Ad agosto hai tentato il tutto per tutto e hai aperto un gigantesco dehor, solo che inspiegabilmente non l’hai fatto come tutti gli altri, costruendo una struttura, delimitando lo spazio, no, tu hai srotolato una gigantesca moquette a pelo lungo sulla strada, hai recintato il tutto con dei vasi con piante moribonde e con alcuni rifiuti e ci hai piazzato tavoli, tovaglie damascate e mise en place spaiata. Purtroppo non è andata come speravi, Ortigia esplodeva di turisti e da te continuava a no sedersi nessuno. Che ingiustizia, eppure non sei così peggio di altri ristoranti che invece fanno il pienone. Tu devi avere accusato il colpo perchè a un certo punto, probabilmente demotivato, hai cominciato a parcheggiare il tuo Suv da ottantamila euro in seconda fila, di fianco ai tavoli, scoraggiando così quei i pochi che avrebbero malauguratamente potuto pensare di consumare un pasto da te.

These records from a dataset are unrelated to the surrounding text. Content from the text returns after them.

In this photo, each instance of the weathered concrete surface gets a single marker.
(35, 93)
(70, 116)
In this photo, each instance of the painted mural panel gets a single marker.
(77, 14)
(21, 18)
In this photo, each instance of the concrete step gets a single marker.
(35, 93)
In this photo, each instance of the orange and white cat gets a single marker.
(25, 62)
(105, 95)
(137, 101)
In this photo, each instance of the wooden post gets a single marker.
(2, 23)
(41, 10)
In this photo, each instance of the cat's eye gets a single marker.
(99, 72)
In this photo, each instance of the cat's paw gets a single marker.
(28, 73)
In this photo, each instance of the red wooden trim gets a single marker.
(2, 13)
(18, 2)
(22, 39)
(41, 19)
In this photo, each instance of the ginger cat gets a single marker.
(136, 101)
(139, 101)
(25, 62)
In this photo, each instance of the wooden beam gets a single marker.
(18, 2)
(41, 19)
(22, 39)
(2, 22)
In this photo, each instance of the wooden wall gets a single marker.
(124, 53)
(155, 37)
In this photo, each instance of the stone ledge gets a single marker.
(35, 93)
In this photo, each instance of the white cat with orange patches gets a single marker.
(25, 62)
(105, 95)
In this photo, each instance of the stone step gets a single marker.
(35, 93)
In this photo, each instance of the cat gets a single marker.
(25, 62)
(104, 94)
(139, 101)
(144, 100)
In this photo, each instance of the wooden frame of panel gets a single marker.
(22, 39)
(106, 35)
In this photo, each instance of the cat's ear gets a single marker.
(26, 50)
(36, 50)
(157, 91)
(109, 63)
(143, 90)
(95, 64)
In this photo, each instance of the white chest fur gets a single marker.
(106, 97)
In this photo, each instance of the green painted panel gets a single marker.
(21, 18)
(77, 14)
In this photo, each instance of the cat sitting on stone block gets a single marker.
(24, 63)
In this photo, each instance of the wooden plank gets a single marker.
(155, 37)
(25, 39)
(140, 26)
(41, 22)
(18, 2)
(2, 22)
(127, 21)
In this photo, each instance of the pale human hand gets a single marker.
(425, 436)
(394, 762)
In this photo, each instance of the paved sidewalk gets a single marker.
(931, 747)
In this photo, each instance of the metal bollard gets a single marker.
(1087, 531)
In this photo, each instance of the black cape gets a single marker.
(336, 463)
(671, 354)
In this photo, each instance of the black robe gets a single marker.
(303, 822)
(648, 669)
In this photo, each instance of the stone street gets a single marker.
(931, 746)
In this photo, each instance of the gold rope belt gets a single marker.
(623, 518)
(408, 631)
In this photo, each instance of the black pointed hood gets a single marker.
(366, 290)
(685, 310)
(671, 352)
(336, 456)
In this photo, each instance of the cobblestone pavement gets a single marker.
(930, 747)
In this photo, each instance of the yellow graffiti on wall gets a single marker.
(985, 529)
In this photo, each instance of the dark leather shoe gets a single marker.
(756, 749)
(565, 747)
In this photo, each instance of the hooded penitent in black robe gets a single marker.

Poi, il temporale, l’allerta meteo improvvisa, nefasta, la tua moquette che assorbe acqua a dismisura e si trasforma in un pantano, imprigionando nel suo pelo lungo, cartacce, mozziconi di sigarette, escrementi di animali che la furia delle acque ha trasportato lungo le strade.

il giorno dopo, un timido sole fa la sua comparsa tra le nuvole ancora cariche di pioggia, Ortigia ha una luce stupenda, il peggio sembra passato. Una comitiva di turisti attraversa la strada, sembrano indecisi, tu esci e li preghi di accomodarsi, dici cose come “Spezialität” e “Oliuchenit”, loro abboccano, si avventurano titubanti sulla moquette zuppa, i loro sandali e le ciabatte fanno “ciaf, ciaf, ciaf”. Le tovaglie di carta dei tavoli sono ancora inzuppate, ti prodighi per sostituirle ma non ne hai di riserva, allora opti per una soluzione “naked” senza tovaglia, e inizi a piazzare piatti e bicchieri sul tavolo ancora insivato dalla tovaglia di carta zuppa. I turisti mormorano. Cominci a servire dei fritti misti. Il pesce, o qualsiasi cosa sia stata fritta al suo posto, ha il colore dell’ebano, il limone è secco e il vino è caldo, in più, ad ogni passaggio tuo o del cameriere si sollevano sulla moquette piccole onde di fango e acqua sudicia che si infrangono sui piedi dei turisti. È come pranzare in una palude. Ti guardano sconsolati, un paio si lamentano, tu percepisci il loro disagio, ma pronto rispondi: “Mi dispiace assai ma puttroppo questi campiamenti climatici ci stanno ammazzanto… fritto misto però verigud ah! il migliore di Siracusa.”.